# Easter Weekend



## pudding57 (Nov 6, 2010)

Hi everyone 
We have been doing a lot of exploring around the Caldas areas and have been blessed with excellent warm weather (not today though, but welcome rain nonetheless, at least it washed the car clean!). I assume the weekend will be busy but was wondering if anyone around the area is perhaps thinking of meeting up somewhere for a drink? There is the Easter Monday lunch to look forward to but Saturday night is still free!!! Anyone up to meeting a couple of new faces around S.Martinho?


----------



## silvers (Sep 22, 2008)

If I had my car back I would, like a shot.


----------



## pudding57 (Nov 6, 2010)

I am going to take a wander up to town this morning and will post the name of a place later on.


----------



## pudding57 (Nov 6, 2010)

*Easter*

Hi again
If anyone is happy to meet up for a drink, etc., on Saturday night, what about the English Bar, Martinhos Cafe Bar around 5.30 or 6-ish? We met Mike, the owner and his new Cheffie this afternoon and tried one of their burgers. The chips were excellent too! 
We look forward to meeting up.
Regards
Elsa & Bill


----------



## silvers (Sep 22, 2008)

Dear Elsa and Bill,
you won't get many takers to meet you there.


----------



## pudding57 (Nov 6, 2010)

*Easter*



silvers said:


> Dear Elsa and Bill,
> you won't get many takers to meet you there.

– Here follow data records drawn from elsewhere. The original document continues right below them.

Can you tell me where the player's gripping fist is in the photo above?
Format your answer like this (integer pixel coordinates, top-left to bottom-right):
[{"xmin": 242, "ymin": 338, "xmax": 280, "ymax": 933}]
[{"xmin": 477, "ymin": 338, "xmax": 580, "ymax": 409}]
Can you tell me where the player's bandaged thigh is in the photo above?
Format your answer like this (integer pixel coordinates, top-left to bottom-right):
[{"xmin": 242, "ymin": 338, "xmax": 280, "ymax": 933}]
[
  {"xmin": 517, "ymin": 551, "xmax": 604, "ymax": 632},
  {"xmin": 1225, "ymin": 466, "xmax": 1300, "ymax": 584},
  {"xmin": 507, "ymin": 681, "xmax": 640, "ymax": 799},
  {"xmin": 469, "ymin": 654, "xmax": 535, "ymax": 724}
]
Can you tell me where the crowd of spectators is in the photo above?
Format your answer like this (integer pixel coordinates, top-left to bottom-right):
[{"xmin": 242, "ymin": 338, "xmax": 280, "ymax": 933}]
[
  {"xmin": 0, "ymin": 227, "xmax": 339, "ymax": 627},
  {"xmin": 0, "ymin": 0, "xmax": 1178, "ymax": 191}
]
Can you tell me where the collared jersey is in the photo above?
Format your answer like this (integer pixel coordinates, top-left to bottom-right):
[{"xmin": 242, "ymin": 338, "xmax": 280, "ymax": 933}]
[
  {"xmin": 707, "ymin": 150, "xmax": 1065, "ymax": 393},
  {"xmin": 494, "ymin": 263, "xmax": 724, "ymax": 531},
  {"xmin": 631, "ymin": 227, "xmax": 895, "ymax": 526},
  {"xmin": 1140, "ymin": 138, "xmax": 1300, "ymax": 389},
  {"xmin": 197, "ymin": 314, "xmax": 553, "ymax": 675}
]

Oh?? Well, I am obviously not in the know of what is happening in the community but am open to any suggestion of where an acceptable place will be!!


----------



## stephanie (Nov 11, 2008)

pudding57 said:


> Oh?? Well, I am obviously not in the know of what is happening in the community but am open to any suggestion of where an acceptable place will be!!


Anywhere except the English bar!


----------



## pudding57 (Nov 6, 2010)

*Easter*



stephanie said:


> Anywhere except the English bar!


Hi again - Isnt it miserable and wet this morning!!

I dont really know any place names (yet) so we are just going to sit somewhere and have a snifter on Saturday, possibly that place in the square near (or on the way to) the Tourist Bureau! Cheers!!


----------